Lançado originalmente em 1961, dois anos depois de A Fúria, As Convidadas é o quarto livro de contos de Silvina.  A obra reúne 43 relatos, a maioria curtos, como costumam ser os contos de Silvina. Personagens centrais de sua literatura, como crianças e empregados, têm participação expressiva nos enredos marcados pelo insólito, a violência e a crueldade. Presentes em quase metade das narrativas, as crianças encarnam o indecifrável: guardam, por vezes, segredos infranqueáveis e se lançam, com frequência, a atitudes desmedidas, como a do menino que, castigado pelo avô, decide se vingar cravando uma faca em seu peito. Igualmente notáveis são os personagens subalternos – muitos no âmbito doméstico, como empregadas, mordomos, porteiros, preceptora, e outros em funções diversas mas também associadas a segmentos mais pobres, como garçons, costureiras e mecânico.

A escritora argentina Silvina Ocampo, autora de 'As Convidadas' Foto: Pepe Fernandez

Estes personagens, longe de um tratamento esquemático, tensionam a trama com sua ambiguidade, ora agredidos, ora agressores, trazendo nesta oscilação elementos como inveja e perversidade. Às vezes, mais do que tudo, são testemunhas do insólito, como a empregada de As Convidadas, surpreendida com a inesperada festa do menino deixado em casa durante as férias dos patrões. “Às cinco da tarde bateram na porta. A empregada foi abrir, achando que era um entregador ou um carteiro. Mas Lucio sabia quem batia. Não podiam ser senão elas, as convidadas.”

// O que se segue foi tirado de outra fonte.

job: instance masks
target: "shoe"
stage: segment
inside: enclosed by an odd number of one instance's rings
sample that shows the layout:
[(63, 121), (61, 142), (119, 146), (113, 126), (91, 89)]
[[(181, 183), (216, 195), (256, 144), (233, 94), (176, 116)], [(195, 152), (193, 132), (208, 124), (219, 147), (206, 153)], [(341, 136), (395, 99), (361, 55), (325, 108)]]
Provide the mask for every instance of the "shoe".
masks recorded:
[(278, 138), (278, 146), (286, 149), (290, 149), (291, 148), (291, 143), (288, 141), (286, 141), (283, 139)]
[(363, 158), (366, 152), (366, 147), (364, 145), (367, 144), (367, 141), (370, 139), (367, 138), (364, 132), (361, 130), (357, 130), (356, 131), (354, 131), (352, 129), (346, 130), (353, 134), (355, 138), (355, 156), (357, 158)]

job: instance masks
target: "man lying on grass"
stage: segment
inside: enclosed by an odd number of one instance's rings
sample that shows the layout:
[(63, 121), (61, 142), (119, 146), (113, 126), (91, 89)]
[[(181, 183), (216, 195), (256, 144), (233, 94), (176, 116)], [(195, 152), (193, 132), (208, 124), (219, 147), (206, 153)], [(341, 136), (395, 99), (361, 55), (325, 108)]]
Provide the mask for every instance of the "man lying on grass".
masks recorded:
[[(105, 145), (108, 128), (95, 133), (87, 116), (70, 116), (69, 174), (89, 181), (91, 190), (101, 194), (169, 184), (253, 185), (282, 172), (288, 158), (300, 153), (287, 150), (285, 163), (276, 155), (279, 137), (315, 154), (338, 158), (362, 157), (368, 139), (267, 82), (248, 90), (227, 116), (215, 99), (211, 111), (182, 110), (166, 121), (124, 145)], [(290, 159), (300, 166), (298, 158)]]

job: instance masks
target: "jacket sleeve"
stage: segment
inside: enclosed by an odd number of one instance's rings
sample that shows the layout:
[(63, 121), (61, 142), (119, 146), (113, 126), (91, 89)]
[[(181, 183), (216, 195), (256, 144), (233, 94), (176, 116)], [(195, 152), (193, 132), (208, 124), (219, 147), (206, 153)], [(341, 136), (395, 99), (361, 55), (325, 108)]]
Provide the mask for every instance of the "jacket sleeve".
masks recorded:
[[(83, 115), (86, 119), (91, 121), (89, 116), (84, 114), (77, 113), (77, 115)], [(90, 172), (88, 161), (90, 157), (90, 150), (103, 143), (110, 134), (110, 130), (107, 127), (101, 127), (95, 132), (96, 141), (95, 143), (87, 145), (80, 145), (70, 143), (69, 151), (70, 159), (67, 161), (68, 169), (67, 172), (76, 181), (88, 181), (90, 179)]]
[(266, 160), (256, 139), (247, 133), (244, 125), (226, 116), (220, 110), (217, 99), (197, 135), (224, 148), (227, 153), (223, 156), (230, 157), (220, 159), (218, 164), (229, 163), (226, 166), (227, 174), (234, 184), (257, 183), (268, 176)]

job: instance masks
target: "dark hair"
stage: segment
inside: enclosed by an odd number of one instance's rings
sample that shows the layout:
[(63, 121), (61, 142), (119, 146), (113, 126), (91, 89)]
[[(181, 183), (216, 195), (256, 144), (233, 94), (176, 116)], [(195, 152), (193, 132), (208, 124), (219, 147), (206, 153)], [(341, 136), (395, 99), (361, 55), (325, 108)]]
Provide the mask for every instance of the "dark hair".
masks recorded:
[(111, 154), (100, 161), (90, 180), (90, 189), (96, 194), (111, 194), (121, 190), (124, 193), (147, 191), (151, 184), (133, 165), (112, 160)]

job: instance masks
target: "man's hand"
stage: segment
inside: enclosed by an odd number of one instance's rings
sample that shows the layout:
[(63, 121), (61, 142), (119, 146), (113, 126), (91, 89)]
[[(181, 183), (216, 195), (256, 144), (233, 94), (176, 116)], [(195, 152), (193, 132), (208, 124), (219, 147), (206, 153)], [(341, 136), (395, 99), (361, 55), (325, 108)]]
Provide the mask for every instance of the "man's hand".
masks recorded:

Assombradas pelo ciúme e pela traição, as histórias de amor precipitam-se na morte ou na certeza do fim. Em Anel de Fumaça, uma menina rica se apaixona por um rapaz pobre, a quem propõe que se suicidem, sabendo da impossibilidade de ficarem juntos. Contrapondo-se a esses elementos, um humor refinado se manifesta em muitos contos, como o da família atendida num restaurante por um garçom sabidamente morto ou o do médico que se notabiliza por inventar patologias.  Nesta experiência de leitura, há uma sensação de perda de ingenuidade (e a constatação ruborizada de que ainda se tinha ingenuidade). Muito além do universo temático, a desestabilização provocada pelos contos é operada por uma voz narrativa particularíssima, não raro materializada em narradores não confiáveis, que abrem brechas para duvidarmos do relato. Trata-se, em suma, de uma literatura de tal forma singular que, para Bioy Casares, não se parecia à de nenhum outro escritor – como se a única influência de Silvina tivesse sido ela própria.